Megan Sprenger talks about her new dance Flutter
Megan Sprenger talks about her new dance Flutter, a delicate quartet at the Chocolate Factory
Thu Sep 5 2013
Photograph: Yi-Chun Wu
After three years of professional and physical drama, Megan V. Sprenger returns to the stage with Flutter. In the interim, the choreographer worked at Dance Theater Workshop during its transition to New York Live Arts and endured a traumatic foot surgery. Flutter—starring dancers Donna Cicchesi, Michael Ingle, Tara O'Con and Anna Adams Stark—is the one aspect of her life that remained consistent. After inviting Brian Rogers to view the work, Sprenger is set to open the fall season of the Chocolate Factory. In anticipation, she talks about balancing professional and artistic life, studying composition with Neil Greenberg and learning to forfeit control.
Megan V. Sprenger’s subtle new Flutter draws on her dancers’ personalities. In the work, which kicks off the Chocolate Factory’s fall season, beginning September 18, Sprenger relates vulnerability and individuality with a need to connect, via an intricate layering of movement culled from hours of improvisations. The dance, featuring Donna Cicchesi, Michael Ingle, Tara O’Con and Anna Adams Stark, takes place under a five-section canopy structure—designed by Brad Kisicki—which frames Sprenger’s intricate choreographic world. Sprenger spoke about its inspiration—she woke up on the operating table during foot surgery—and how that traumatic experience led her to soften things up.
Time Out New York: You’ve been working on this piece for a long time.

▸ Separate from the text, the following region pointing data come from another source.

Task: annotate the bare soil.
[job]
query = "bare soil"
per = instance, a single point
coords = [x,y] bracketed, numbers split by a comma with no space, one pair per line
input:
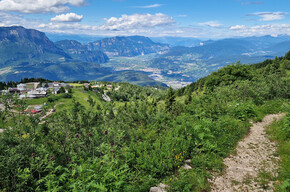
[254,166]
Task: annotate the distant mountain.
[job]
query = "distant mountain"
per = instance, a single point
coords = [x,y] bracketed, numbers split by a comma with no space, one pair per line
[26,53]
[80,38]
[128,46]
[18,44]
[218,48]
[80,52]
[178,41]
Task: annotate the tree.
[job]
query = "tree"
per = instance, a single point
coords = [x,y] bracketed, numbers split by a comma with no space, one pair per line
[62,90]
[169,99]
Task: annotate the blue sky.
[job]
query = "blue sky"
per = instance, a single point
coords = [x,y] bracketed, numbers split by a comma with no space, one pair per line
[183,18]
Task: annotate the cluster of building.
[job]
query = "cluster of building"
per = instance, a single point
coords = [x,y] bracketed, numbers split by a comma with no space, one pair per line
[34,89]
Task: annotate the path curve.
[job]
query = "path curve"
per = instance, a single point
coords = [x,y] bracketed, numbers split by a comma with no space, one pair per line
[254,154]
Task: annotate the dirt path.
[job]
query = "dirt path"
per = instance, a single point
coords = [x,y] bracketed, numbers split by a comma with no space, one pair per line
[254,165]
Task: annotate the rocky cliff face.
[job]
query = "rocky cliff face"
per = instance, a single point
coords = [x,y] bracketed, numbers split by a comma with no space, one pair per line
[128,46]
[18,44]
[80,52]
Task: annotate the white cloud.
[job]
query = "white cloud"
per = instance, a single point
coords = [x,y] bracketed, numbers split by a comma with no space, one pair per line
[269,16]
[149,6]
[39,6]
[253,3]
[137,21]
[211,24]
[69,17]
[237,27]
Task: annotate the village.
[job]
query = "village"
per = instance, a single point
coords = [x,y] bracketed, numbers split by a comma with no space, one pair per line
[37,90]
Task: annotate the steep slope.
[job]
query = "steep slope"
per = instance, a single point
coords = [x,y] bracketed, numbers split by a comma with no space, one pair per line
[18,44]
[128,46]
[80,52]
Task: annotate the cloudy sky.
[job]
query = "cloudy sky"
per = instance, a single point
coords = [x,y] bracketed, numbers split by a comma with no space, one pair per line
[183,18]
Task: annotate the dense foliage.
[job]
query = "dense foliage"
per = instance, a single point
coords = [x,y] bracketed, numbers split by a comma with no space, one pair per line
[142,137]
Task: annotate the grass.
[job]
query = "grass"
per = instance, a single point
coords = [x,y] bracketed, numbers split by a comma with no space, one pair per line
[271,107]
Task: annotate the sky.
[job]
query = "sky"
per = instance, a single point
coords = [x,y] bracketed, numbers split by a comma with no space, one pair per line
[213,19]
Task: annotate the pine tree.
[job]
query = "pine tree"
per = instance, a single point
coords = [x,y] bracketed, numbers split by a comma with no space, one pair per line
[169,99]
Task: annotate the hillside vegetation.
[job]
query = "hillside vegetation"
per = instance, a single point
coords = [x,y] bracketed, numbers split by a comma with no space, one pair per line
[143,136]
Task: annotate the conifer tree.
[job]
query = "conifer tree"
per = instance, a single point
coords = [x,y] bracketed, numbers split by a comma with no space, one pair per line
[169,99]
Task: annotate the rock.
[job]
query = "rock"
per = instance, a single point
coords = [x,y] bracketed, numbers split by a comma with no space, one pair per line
[186,167]
[188,161]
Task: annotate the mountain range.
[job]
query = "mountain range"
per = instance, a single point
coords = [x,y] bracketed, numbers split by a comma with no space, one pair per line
[30,53]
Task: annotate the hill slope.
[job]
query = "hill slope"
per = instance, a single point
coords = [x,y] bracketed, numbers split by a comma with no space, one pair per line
[18,44]
[127,46]
[80,52]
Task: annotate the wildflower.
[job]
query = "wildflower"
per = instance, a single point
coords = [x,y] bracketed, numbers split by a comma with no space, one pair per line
[24,136]
[51,158]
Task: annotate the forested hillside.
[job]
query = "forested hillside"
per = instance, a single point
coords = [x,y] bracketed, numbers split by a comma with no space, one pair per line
[143,136]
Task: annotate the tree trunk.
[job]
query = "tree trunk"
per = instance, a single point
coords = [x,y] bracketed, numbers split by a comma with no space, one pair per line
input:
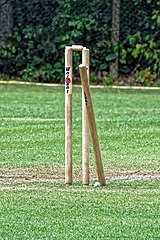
[115,35]
[6,19]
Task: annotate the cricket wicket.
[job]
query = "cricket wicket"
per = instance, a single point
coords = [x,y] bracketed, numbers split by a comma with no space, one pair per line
[85,117]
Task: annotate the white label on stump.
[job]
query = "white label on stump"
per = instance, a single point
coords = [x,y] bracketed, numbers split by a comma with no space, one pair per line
[68,79]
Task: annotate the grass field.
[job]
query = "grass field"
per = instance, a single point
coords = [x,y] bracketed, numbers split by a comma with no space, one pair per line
[35,203]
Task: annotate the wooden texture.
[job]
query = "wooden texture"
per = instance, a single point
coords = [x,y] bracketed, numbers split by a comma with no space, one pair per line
[85,126]
[68,115]
[92,124]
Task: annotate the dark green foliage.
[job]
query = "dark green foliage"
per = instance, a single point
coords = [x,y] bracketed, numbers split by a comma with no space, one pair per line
[42,29]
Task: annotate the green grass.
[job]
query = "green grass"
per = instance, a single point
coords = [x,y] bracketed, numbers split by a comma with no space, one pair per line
[32,136]
[128,124]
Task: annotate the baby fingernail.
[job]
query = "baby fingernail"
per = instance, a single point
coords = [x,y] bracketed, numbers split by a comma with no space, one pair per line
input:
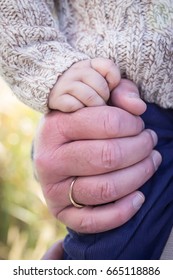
[157,158]
[138,200]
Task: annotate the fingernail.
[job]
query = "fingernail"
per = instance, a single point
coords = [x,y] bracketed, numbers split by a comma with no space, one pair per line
[133,95]
[138,200]
[157,158]
[154,136]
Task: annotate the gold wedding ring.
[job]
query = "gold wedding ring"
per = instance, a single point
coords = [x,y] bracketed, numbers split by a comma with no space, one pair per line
[77,205]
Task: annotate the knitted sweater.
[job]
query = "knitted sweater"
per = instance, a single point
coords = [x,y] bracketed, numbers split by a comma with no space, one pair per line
[38,42]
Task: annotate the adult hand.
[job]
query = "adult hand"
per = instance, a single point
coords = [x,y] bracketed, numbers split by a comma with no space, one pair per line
[111,155]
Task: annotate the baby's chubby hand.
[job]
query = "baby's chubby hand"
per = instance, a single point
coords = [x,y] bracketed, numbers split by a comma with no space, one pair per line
[85,83]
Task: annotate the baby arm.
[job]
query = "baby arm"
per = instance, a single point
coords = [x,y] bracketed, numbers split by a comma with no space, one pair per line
[85,83]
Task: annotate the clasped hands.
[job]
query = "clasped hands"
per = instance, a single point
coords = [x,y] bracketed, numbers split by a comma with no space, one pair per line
[109,151]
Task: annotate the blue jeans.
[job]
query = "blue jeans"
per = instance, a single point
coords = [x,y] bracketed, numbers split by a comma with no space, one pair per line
[145,235]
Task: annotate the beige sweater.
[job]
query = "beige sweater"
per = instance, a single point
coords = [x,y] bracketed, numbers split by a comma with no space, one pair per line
[38,42]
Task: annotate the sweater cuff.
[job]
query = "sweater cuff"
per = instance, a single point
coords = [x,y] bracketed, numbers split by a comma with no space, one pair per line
[37,72]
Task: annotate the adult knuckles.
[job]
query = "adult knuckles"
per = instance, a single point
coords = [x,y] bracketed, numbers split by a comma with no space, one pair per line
[107,192]
[88,224]
[111,154]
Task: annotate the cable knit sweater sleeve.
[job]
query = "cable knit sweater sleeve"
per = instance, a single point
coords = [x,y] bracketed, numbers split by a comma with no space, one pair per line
[33,51]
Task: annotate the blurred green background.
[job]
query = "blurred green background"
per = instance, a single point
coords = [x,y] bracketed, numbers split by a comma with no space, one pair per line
[27,229]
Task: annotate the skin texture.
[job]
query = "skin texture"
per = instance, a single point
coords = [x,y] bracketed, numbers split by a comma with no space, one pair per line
[85,83]
[108,150]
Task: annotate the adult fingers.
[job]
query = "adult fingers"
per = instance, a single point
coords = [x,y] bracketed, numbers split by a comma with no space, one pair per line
[126,96]
[92,157]
[104,188]
[102,218]
[98,123]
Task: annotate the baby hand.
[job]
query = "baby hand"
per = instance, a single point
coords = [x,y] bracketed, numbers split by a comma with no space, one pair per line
[85,83]
[126,96]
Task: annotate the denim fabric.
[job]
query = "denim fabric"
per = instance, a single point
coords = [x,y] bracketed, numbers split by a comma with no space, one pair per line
[145,235]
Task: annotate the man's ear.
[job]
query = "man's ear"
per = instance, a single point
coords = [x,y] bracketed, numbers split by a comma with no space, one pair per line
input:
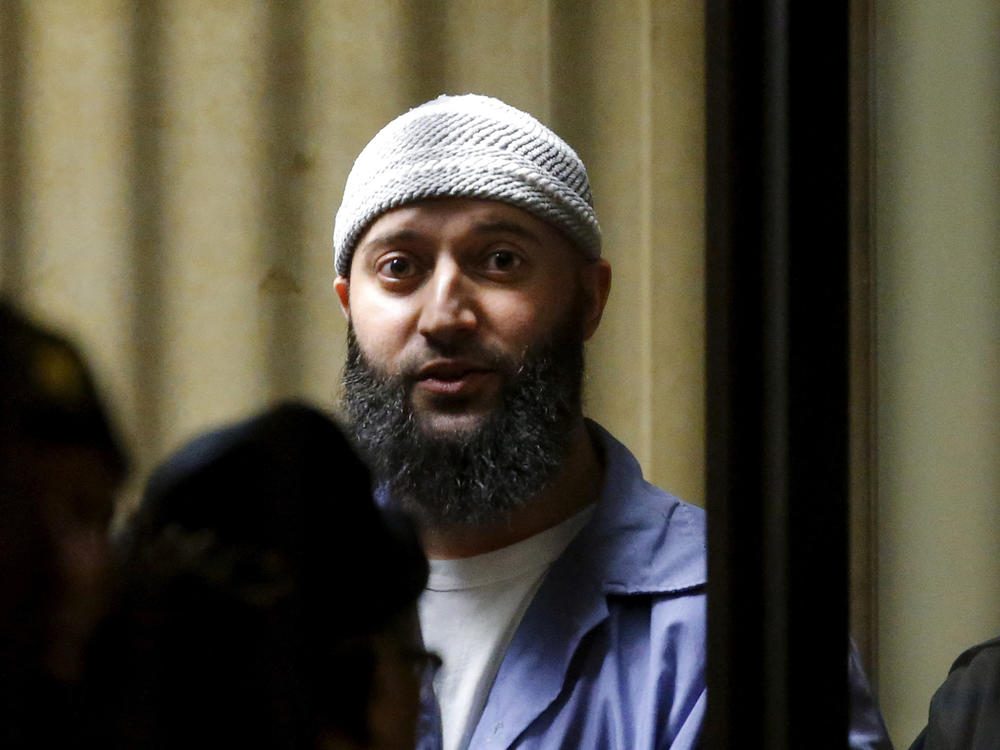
[342,285]
[596,281]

Why did you keep coming back to it?
Megan Sprenger: I’ve been making Flutter since the last piece—almost—which was in 2009. So we started making Flutter in 2010. We remounted …within us. that January. We didn’t work nonstop; there was a thing that happened over there on 19th Street [Sprenger previously worked at Dance Theater Workshop during its transition to New York Live Arts] that took up a lot of my time. [Laughs] So my artistic process has always had to be in and out of my professional life. That’s part of it. I have and still have a really strong relationship with Vallejo [Gantner, artistic director of Performance Space 122, where Sprenger showed her last two works], but hadn’t really developed other curatorial relationships, so in making this work, I was also trying to woo some curators and to bring them into the process. I was making the work while they were coming in and out. Once Brian Rogers at the Chocolate Factory picked it up, I said, “Excellent.” We put it down for a couple of months and picked it back up.
Time Out New York: Who else did you invite?
Megan Sprenger: Judy Hussie-Taylor. Judy and Brian mainly. Carla [Peterson of NYLA] and I always had a different relationship; at the time, I didn’t feel like it was appropriate to be adding anything else onto it.
Time Out New York: Were you still working at NYLA then?
Megan Sprenger: Yes. I left in June of 2012. I was with Live Arts for a year. It also explains the length of the process a little bit.
Time Out New York: I’ve always been intrigued by how you could do both, meaning work at an arts organization in publicity and marketing and be an artist yourself.
Megan Sprenger: Part of it is the on-and-off nature of it. I don’t prefer to work this way—not in only just maintaining a core, collaborative group, because not everyone enjoys working over this length of time, but also because of my stamina. It’s been interesting: Generally, my process has been one-and-a-half to two years. I need that amount of time to manage both. And the dance company’s administrative attention for me is very minimal, because my life is arts administration, so the last thing I want to do is go home and write a grant. If I show work every two years, my funding cycle just helps me not go broke, go crazy and maintain what I have had to maintain: a full-time professional life and my artistic endeavors.
Time Out New York: How is Flutter a departure for you?
Megan Sprenger: The inspiration for the last two works was always external. No Where was made through P.S. 122’s Room program; they were asking artists to investigate working with nonartist collaborators, like scientists, historians, and I worked with a mathematician. So there was a lot of external information informing the work, and what interested me at the time was kinetic transfer and that ability for something to be really simple, but to impact somebody. It was really sterile, and people had a hard time with it, but it satisfied my need to explore that. The thing about No Where—audience has always played an important part in my work, but in that piece, there was no actual direct anything—you were totally outside. The goal was still to connect, but it was through a kinetic sensibility and not through anything else, whereas …within us. almost flipped it. The audience members and performers were directly interconnected. You weren’t asked to participate where you were onstage and speaking, but you were integrated fully into the experience, and there was touch and weight and all sorts of proximity. This piece is much quieter and much more abstract. From just an experiential standpoint, it feels very different.
Time Out New York: So it’s less austere?
Megan Sprenger: There is tons of movement. Tons of layering. There’s some stillness in the work, but it’s always layered with something else. There’s a lot happening at once, and you’re looking through something that is more abstract in nature possibly due to something that feels more narrative.